İç ve dış düşmanlarımızın bu hain saldırılarına bir başka örnek olarak, Suriye sınırımızın ötesinden vatan topaklarımıza bombalar yağdırılmasıdır. Yine, mesela, içerideki taşeron terör örgütlerinin Ülkemizi bölmek için şehirlerimize hendek kazıp, Devletimize meydan okuma cüretini göstermeleri, ayrıca, onlarca savunmasız sivil vatandaşlarımızın ve güvenlik güçlerimizin şehit olmasına yol açan bombalama eylemleri, içten yapılan saldırıların en son örnekleri olarak gösterilebilir. Fakat, tüm Dünya da şahit olmuştur ki Büyük Türk Devleti, bir yandan, sınırlarını ihlal eden Batı’nın taşeron terör örgütlerine misliyle karşılık vermesini, öte yandan da içerideki bölücü anarşistleri kendi kazdıkları hendeklere gömmesini bilmiştir. Velhasıl, tüm iç ve dış düşmanlarımızın şunu iyi bilmeleri gerekmektedir: Türkiye Cumhuriyeti Devleti, ülkesi ve milletiyle bölünmez bir bütündür, parçalanamaz. Ayrıca, milli sınırlarına ve Devletine uzanan elleri kesmekle kalmaz, o ellere hükmeden kafaları da yok etmesini bilir.

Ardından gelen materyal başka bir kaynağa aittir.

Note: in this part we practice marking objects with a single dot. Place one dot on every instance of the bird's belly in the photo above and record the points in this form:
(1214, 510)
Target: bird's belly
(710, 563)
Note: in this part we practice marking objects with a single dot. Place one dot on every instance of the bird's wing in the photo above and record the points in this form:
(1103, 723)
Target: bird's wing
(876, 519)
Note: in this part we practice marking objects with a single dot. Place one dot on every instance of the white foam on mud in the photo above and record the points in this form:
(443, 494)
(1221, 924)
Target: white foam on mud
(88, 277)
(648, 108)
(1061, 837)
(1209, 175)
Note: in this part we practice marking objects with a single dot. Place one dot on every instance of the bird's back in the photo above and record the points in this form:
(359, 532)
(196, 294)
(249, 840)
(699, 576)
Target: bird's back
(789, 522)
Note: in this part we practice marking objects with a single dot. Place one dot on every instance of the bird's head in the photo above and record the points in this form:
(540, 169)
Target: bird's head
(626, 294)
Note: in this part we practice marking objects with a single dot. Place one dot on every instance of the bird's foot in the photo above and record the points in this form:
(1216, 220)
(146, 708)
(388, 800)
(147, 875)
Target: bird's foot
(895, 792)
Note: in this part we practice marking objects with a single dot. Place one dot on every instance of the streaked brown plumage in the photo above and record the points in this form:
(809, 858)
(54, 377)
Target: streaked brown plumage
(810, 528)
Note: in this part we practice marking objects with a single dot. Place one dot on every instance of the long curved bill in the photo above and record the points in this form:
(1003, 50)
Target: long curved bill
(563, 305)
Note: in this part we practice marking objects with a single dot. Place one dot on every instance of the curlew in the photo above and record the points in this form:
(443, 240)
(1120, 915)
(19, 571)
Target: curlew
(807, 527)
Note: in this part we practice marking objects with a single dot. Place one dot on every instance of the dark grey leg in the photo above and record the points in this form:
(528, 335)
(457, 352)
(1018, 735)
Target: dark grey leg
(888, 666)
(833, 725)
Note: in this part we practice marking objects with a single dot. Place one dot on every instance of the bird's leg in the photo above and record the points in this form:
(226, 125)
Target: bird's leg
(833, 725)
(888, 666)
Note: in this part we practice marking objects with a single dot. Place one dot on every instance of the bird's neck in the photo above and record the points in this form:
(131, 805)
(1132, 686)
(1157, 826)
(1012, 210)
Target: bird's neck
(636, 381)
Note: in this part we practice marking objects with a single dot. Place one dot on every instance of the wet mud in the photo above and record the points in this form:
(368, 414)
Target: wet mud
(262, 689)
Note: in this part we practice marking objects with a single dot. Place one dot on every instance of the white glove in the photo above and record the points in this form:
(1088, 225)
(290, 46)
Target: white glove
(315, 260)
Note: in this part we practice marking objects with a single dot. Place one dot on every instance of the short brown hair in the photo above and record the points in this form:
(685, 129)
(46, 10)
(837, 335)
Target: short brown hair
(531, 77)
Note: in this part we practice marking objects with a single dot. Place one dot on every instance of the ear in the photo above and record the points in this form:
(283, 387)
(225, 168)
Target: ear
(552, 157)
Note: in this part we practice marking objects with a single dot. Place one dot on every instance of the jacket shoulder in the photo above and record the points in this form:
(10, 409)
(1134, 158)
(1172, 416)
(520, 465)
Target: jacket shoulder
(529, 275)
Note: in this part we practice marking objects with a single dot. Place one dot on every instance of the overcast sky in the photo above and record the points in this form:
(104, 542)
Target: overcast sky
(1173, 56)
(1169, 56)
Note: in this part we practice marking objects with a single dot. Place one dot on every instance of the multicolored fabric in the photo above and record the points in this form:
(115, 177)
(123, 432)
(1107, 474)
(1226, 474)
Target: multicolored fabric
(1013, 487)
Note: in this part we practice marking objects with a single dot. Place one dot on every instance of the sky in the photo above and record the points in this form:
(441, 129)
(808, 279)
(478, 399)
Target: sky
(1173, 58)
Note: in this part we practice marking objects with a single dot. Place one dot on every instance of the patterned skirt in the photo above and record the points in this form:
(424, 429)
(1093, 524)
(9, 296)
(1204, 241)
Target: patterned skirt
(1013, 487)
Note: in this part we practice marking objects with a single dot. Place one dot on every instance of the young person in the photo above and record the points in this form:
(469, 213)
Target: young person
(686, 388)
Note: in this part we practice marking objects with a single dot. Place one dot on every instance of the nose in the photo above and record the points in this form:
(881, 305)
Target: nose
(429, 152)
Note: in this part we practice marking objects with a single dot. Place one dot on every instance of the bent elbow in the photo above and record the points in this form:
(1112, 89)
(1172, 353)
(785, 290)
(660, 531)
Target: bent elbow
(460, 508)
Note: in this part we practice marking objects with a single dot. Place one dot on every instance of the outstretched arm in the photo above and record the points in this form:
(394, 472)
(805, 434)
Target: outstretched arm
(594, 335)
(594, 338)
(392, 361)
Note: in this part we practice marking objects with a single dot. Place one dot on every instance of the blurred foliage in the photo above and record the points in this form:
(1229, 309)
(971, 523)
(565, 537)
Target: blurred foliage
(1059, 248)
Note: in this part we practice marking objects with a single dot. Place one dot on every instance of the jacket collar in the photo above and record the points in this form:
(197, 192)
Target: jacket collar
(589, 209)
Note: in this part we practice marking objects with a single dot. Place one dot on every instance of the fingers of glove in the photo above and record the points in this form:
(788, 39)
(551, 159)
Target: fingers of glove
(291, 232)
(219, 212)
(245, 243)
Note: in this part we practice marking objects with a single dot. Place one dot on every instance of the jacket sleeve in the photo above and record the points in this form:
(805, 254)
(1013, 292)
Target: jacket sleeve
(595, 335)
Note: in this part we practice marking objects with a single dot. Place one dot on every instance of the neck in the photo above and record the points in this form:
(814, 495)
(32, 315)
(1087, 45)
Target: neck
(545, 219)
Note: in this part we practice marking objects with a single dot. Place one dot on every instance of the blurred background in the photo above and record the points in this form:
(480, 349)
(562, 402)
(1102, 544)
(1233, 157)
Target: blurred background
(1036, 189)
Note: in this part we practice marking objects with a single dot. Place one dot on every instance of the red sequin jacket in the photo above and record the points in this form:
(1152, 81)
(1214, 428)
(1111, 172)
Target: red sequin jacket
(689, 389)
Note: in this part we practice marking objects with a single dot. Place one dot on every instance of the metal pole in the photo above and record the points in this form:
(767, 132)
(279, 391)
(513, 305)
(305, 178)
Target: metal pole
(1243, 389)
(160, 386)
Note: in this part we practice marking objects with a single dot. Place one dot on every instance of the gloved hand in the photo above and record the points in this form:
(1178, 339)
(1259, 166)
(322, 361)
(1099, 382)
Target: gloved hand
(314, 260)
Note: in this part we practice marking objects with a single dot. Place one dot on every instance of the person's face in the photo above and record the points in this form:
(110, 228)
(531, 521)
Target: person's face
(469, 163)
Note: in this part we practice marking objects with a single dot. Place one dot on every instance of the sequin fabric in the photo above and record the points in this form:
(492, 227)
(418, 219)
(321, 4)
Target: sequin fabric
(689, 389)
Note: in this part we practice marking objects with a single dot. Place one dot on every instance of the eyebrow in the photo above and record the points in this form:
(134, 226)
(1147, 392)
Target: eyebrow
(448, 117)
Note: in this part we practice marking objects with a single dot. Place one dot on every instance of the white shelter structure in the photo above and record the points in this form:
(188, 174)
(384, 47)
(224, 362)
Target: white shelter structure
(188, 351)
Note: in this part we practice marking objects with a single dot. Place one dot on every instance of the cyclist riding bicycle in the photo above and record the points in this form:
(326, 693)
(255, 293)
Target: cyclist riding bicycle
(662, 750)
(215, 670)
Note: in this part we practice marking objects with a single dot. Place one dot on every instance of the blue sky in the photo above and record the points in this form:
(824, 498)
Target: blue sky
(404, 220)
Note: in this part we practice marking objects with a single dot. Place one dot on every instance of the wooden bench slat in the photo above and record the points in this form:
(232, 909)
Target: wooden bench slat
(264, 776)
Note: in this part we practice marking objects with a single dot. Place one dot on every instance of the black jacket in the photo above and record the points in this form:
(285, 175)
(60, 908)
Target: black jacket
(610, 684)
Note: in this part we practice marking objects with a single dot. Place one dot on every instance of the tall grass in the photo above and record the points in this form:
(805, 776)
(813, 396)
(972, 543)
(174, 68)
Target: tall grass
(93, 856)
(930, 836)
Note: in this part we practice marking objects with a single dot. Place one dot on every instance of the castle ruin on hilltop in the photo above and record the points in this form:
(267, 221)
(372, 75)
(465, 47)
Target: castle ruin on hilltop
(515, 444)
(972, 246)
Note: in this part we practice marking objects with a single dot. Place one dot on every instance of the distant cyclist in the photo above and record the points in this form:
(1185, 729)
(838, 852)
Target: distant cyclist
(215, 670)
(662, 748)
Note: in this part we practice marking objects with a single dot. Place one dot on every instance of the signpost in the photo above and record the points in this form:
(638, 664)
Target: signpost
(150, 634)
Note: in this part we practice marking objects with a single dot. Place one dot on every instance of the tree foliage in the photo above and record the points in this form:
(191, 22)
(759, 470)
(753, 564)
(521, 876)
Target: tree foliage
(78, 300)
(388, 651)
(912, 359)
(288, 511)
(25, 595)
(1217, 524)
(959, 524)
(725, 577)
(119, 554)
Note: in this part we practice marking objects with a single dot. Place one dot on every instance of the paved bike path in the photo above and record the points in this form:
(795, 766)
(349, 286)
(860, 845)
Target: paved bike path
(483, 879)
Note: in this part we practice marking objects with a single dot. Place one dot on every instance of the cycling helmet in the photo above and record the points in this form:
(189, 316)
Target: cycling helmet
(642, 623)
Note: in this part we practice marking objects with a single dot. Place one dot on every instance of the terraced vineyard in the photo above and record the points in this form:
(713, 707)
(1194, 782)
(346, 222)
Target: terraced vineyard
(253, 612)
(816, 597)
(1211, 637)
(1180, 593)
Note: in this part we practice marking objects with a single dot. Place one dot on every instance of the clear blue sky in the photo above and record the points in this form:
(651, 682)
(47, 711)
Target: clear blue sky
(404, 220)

Türk-İslâm kültür ve medeniyetine karşı düşmanlığı bulunan, Milletimizi tarihi bağlarından koparmak isteyen ve Dünya Türklüğünü dağıtmak isteyen bu şer odakları, Ülkemizde hiç yoktan, bölgesel farklılıklara dayalı, siyasi mezhep ve etnik grup temelli, sınıflar ve nesiller arası çatışmalar icat etmekte ve bu vesileyle kitleleri kışkırtmaktadırlar. Kısaca “böl-parçala-yönet” düsturuyla hareket eden bu hain mihraklar, bölgesinin en istikrarlı ve güçlü Ülkesi olan Türkiye’yi, kan gölüne çevirdikleri Ortadoğu bataklığına sürüklemenin gayreti içerisine girmişlerdir.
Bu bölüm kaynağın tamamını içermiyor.